Buss, A. H. (1980). Self-consciousness and social anxiety. San Francisco: Freeman.


Fenigstein, A., Scheier, M. F., & Buss, A. H. (1975). Public and private self-
consciousness: Assessment and theory. Journal of Consulting and Clinical Psychology, 43, 522–527.


Rogers, Carl R. (1961). On Becoming a Person: a Therapist’s View of
Psychotherapy. Boston: Houghton Mifflin.

Rosenthal, R., & Jacobson, L. (1968). Pygmalion in the classroom: Teacher expectation
and pupils’ intellectual development. New York: Holt, Rinehart and Winston.

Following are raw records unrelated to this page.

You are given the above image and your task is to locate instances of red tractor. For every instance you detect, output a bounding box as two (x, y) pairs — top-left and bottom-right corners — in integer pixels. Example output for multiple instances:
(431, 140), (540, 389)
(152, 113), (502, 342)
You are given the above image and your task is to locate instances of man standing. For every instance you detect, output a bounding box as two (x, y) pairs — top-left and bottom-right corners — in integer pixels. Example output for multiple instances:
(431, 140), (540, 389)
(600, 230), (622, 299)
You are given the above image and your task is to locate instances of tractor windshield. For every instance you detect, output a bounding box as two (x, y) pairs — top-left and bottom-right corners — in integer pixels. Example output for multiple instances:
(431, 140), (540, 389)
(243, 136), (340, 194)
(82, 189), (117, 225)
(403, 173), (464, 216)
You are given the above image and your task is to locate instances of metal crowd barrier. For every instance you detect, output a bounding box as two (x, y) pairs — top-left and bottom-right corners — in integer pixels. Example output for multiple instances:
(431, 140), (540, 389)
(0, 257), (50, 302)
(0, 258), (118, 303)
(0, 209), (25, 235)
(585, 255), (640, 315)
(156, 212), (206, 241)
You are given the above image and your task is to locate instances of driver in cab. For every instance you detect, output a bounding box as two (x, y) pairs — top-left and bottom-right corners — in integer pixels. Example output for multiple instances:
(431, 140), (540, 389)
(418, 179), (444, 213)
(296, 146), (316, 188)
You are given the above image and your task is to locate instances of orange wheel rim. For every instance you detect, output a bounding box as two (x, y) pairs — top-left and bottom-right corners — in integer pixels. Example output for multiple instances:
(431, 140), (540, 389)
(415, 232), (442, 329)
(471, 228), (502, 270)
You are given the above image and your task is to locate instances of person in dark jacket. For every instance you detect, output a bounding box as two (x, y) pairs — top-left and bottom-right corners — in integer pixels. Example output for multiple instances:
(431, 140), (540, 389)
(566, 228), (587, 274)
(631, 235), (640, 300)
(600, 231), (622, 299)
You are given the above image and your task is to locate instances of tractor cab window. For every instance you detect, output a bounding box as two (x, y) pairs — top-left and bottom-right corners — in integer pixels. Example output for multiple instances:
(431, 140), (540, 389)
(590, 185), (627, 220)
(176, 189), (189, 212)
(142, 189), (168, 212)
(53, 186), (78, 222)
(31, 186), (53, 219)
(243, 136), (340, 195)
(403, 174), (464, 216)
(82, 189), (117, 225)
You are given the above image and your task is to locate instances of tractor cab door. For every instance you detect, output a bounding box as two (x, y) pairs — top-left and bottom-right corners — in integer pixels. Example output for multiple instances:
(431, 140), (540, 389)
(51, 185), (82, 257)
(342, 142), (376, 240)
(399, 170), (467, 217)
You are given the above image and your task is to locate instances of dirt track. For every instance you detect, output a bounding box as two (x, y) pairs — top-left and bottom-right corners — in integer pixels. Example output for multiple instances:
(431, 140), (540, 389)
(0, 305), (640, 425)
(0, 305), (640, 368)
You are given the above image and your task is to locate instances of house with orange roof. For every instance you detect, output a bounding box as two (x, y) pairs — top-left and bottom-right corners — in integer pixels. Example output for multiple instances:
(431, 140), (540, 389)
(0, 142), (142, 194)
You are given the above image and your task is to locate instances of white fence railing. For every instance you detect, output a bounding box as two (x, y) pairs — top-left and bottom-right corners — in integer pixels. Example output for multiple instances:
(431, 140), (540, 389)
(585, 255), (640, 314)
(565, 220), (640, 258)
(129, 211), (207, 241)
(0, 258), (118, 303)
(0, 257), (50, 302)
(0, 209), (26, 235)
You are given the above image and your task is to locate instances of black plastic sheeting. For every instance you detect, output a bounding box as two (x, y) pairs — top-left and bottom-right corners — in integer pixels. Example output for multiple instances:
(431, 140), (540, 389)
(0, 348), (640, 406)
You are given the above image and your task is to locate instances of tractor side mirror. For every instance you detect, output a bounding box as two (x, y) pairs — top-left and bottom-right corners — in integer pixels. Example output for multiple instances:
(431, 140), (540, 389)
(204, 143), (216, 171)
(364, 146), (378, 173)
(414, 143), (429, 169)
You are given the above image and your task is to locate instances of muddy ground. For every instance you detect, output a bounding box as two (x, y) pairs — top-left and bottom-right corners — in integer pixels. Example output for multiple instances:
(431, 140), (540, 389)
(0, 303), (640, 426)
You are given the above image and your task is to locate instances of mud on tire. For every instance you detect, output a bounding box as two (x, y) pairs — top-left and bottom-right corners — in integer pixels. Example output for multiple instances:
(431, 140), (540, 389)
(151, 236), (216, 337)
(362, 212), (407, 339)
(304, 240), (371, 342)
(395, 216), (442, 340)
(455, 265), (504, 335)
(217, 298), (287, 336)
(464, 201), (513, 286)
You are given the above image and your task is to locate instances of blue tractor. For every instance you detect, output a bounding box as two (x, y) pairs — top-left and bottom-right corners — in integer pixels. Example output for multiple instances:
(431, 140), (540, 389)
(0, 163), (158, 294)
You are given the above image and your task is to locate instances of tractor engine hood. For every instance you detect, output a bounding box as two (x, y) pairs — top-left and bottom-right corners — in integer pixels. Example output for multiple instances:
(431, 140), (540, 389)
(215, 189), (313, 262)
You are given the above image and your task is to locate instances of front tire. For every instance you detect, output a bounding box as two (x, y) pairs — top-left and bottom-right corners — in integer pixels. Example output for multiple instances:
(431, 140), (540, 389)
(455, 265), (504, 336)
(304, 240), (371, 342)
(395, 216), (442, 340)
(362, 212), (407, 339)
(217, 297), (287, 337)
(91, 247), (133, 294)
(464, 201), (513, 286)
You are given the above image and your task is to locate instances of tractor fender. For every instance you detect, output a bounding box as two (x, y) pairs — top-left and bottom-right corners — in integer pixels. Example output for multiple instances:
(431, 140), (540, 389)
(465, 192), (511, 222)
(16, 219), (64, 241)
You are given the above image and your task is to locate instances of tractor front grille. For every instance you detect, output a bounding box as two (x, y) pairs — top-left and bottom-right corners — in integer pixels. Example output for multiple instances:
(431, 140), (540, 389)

Snyder, M. (1987). Public appearances/private realities: The psychology of self-
monitoring. New York: Freeman.

1 comment:

  1. I also chose to be a different person for a day. I along the same lines as you, chose to be more decisive and do things more for myself rather than others. I didn't really think/talk about the self-fulfilling prophecy within my blog but I completely agree with you (the maple syrup example if great). After my day of being a different person, I also reverted to my old self. I hope to change and actually become more decisive and more self-serving at times. However, as you point out, it is a gradual change that you must continual work on to achieve. This experience really opened my eyes to how other people perceive me, just like you and your interaction with the Starbucks barista (it is still hard for me to get over how much perception really effects the formation of our impressions). I hope that we can both achieve or effectively create the change we want to see within ourselves!